La marcha de Alicante estará impulsada por el Sindicato de Vivienda de Carolinas y el Sindicato de Vivienda de la Zona Norte, colectivos que llevan años denunciando el incremento continuado de los precios del alquiler y las dificultades crecientes para acceder a una vivienda estable. Según exponen los convocantes, el encarecimiento de los alquileres, la proliferación de viviendas turísticas y la acumulación de propiedades en manos de grandes tenedores están expulsando a muchos vecinos de sus propios barrios.

La plataforma plantea una batería de medidas que considera urgentes para afrontar esta crisis estructural. Entre ellas, la creación de un gran parque público de vivienda social y asequible mediante la construcción, adquisición y rehabilitación de inmuebles, además de blindar legalmente esas viviendas para evitar que puedan volver al mercado privado en el futuro.

Otro de los puntos que defienden pasa por movilizar la actual bolsa de viviendas vacías, incorporando inmuebles de propietarios privados, instituciones y administraciones públicas al mercado del alquiler asequible.
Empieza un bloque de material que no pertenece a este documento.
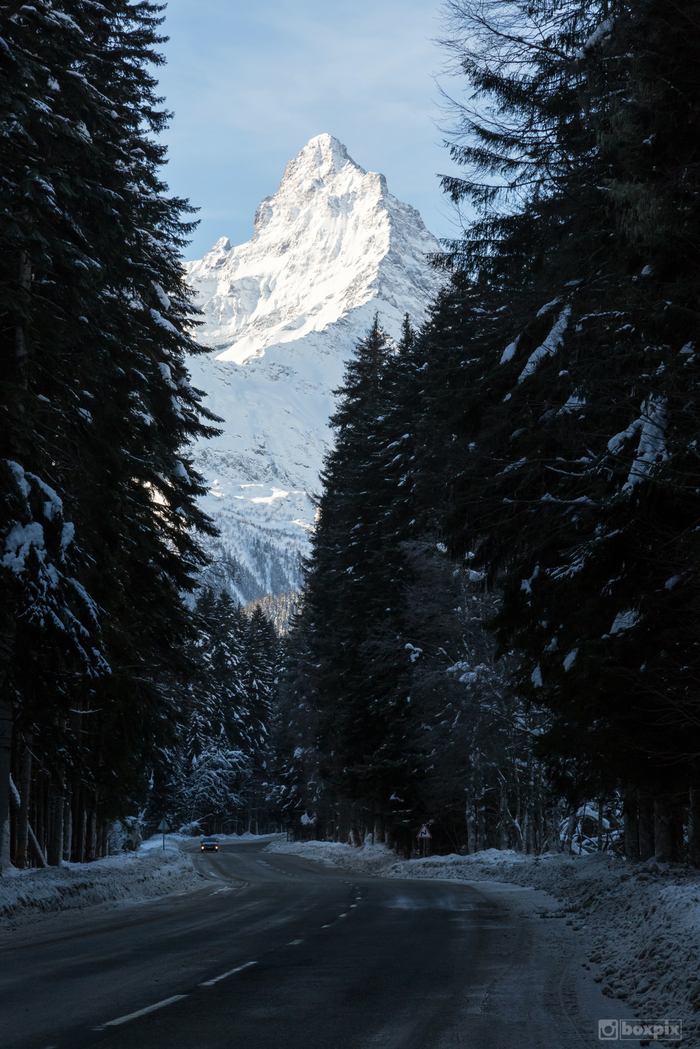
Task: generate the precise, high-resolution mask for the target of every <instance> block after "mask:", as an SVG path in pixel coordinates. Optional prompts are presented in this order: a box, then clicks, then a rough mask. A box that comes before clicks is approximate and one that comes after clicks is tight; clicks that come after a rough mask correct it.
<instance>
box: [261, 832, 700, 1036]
mask: <svg viewBox="0 0 700 1049" xmlns="http://www.w3.org/2000/svg"><path fill="white" fill-rule="evenodd" d="M269 851H270V852H287V853H296V854H297V855H301V856H304V857H306V858H309V859H320V860H324V861H326V862H327V861H331V862H333V863H335V864H337V865H338V866H342V868H343V869H345V870H348V871H353V872H354V873H356V874H367V875H380V876H382V877H385V878H440V879H447V880H454V881H468V882H472V883H473V882H476V883H479V882H507V883H511V884H517V885H524V886H528V887H532V889H538V890H543V891H544V892H547V893H549V894H550V895H551V896H554V897H555V898H557V899H558V900H559V902H560V903H561V904H563V906H561V911H560V914H561V916H563V917H566V919H567V924H568V925H571V926H572V927H573V929H574V930H575V932H578V930H580V932H581V933H585V936H586V942H585V944H584V946H588V951H587V954H588V962H589V964H590V966H591V970H592V975H593V980H594V981H595V982H596V983H598V984H599V985H600V988H601V990H602V993H603V994H606V996H607V997H608V998H611V999H613V998H615V999H620V1000H621V1001H622V1002H624V1006H625V1009H629V1015H630V1018H638V1019H660V1018H667V1019H676V1020H681V1021H682V1025H683V1042H682V1044H683V1046H684V1047H691V1046H700V1016H699V1015H698V1013H700V873H699V872H698V871H696V870H695V869H693V868H686V866H681V865H669V864H662V863H657V862H656V861H655V860H650V861H648V862H646V863H635V864H631V863H627V862H625V861H624V860H621V859H617V858H616V857H614V856H610V855H609V854H608V853H593V854H591V855H588V856H563V855H546V856H539V857H532V856H524V855H523V854H522V853H515V852H510V851H508V852H499V851H497V850H495V849H490V850H488V851H487V852H482V853H476V854H475V855H473V856H454V855H452V856H433V857H429V858H427V859H411V860H397V858H396V854H394V853H389V851H388V850H387V849H385V848H384V847H383V845H370V847H369V848H368V849H354V848H352V847H351V845H340V844H331V843H326V842H321V841H309V842H294V843H279V844H278V843H274V844H272V845H270V847H269Z"/></svg>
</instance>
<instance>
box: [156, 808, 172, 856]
mask: <svg viewBox="0 0 700 1049" xmlns="http://www.w3.org/2000/svg"><path fill="white" fill-rule="evenodd" d="M157 829H158V831H163V852H165V836H166V834H167V833H168V831H170V830H171V827H170V823H169V822H168V820H167V819H166V818H165V816H164V817H163V819H162V820H161V822H160V823H158V826H157Z"/></svg>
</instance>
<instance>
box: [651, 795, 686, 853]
mask: <svg viewBox="0 0 700 1049" xmlns="http://www.w3.org/2000/svg"><path fill="white" fill-rule="evenodd" d="M678 822H679V812H678V805H677V804H676V802H675V799H674V798H672V797H671V796H670V795H669V794H660V795H658V796H657V797H655V798H654V847H655V848H654V853H655V856H656V859H657V860H658V861H659V862H660V863H677V862H678V861H679V860H680V841H679V837H680V835H679V833H678Z"/></svg>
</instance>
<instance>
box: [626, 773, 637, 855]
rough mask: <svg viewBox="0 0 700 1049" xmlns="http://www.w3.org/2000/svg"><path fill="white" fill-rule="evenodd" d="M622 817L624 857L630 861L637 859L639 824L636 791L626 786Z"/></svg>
mask: <svg viewBox="0 0 700 1049" xmlns="http://www.w3.org/2000/svg"><path fill="white" fill-rule="evenodd" d="M622 816H623V819H624V858H625V859H628V860H629V861H630V862H631V863H632V862H634V861H635V860H638V859H639V826H638V821H637V792H636V791H635V790H634V788H632V787H628V789H627V791H625V792H624V801H623V804H622Z"/></svg>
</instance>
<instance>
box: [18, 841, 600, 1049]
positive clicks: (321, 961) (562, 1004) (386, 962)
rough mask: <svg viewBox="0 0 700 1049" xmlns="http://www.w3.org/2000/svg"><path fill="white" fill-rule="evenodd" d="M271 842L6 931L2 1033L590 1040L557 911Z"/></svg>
mask: <svg viewBox="0 0 700 1049" xmlns="http://www.w3.org/2000/svg"><path fill="white" fill-rule="evenodd" d="M266 844H267V842H246V843H230V844H229V843H222V844H221V845H220V848H219V852H218V854H205V855H199V854H198V853H196V854H194V861H195V865H196V866H197V869H198V871H199V872H200V873H201V874H203V876H204V877H203V882H201V885H200V886H199V887H197V889H195V890H194V891H190V892H186V893H182V894H178V895H173V896H169V897H166V898H163V899H161V900H157V901H155V902H154V901H152V900H150V901H148V902H146V903H142V904H131V905H128V906H121V907H119V908H114V909H106V908H104V907H100V908H92V909H91V912H83V913H82V914H81V915H79V916H76V915H75V914H62V915H58V916H56V917H52V918H49V919H46V920H44V921H42V922H39V923H37V924H34V925H25V926H20V927H19V928H15V929H13V930H5V932H4V933H2V935H1V936H0V1046H1V1047H2V1049H82V1047H87V1046H99V1047H101V1049H540V1047H542V1049H544V1047H546V1049H580V1047H581V1046H585V1045H587V1046H592V1045H597V1044H598V1040H597V1025H596V1023H595V1019H596V1018H595V1014H594V1013H595V1006H591V1003H590V1002H589V1003H588V1005H587V1004H586V1003H584V1002H582V999H581V994H580V987H579V986H578V985H579V983H580V969H579V966H580V962H579V960H578V954H579V951H580V947H579V945H578V944H577V942H576V941H575V940H574V939H573V935H572V934H571V932H570V930H569V929H567V928H566V926H565V924H564V919H560V918H559V919H556V918H555V919H550V920H549V921H545V920H543V919H542V918H539V917H538V916H537V915H533V916H530V917H527V916H523V915H522V914H518V913H517V911H515V909H513V907H511V906H508V905H505V904H504V903H502V902H500V901H499V898H497V896H494V894H493V893H489V891H488V890H487V889H484V891H482V890H481V889H478V887H472V886H469V885H462V884H455V883H449V882H441V881H411V880H407V879H406V880H399V879H381V878H370V877H353V876H349V875H348V874H347V873H345V872H342V871H339V870H337V869H333V868H331V866H327V868H326V866H324V865H322V864H320V863H316V862H313V861H310V860H305V859H302V858H299V857H296V856H289V855H275V854H273V853H266V852H263V849H264V845H266ZM577 967H578V968H577ZM592 1009H593V1013H592V1014H591V1015H588V1014H587V1010H588V1012H589V1013H591V1010H592ZM609 1011H610V1010H609ZM600 1015H602V1013H600Z"/></svg>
Para ello proponen utilizar herramientas legales como el derecho de tanteo y retracto por parte de la Administración y reforzar programas como PASA, orientado a ofrecer garantías tanto a propietarios como a inquilinos con precios accesibles.

Juntes per l’Habitatge Sur también reclama mecanismos claros para estabilizar y limitar el precio de los alquileres en las zonas consideradas tensionadas. En paralelo, piden una regulación más estricta del alquiler turístico, de temporada y por habitaciones, modalidades que, según denuncian, en numerosas ocasiones sirven para esquivar la normativa vigente y favorecer procesos de expulsión vecinal.

La plataforma considera igualmente necesaria una reforma profunda de la fiscalidad vinculada a la vivienda para penalizar las prácticas especulativas y limitar la concentración de propiedades en pocas manos. A esto suman la petición de cambios en el mercado hipotecario que faciliten el acceso al crédito a las personas trabajadoras mediante hipotecas más transparentes y con mayores garantías para las familias sobreendeudadas.

Entre las reivindicaciones también figura el mantenimiento indefinido de la moratoria de desahucios y la prórroga de contratos de alquiler para evitar situaciones de exclusión residencial y sinhogarismo. Los colectivos convocantes defienden que ninguna persona debería perder su vivienda por no poder asumir el aumento constante de los precios.

La protesta de este sábado vuelve a poner sobre la mesa un debate que lleva tiempo creciendo en ciudades como Alicante, donde el acceso a la vivienda se ha convertido en una de las principales preocupaciones sociales. Con esta movilización, los organizadores buscan trasladar a las instituciones la necesidad de adoptar medidas urgentes que permitan garantizar el derecho a vivir con estabilidad y dignidad.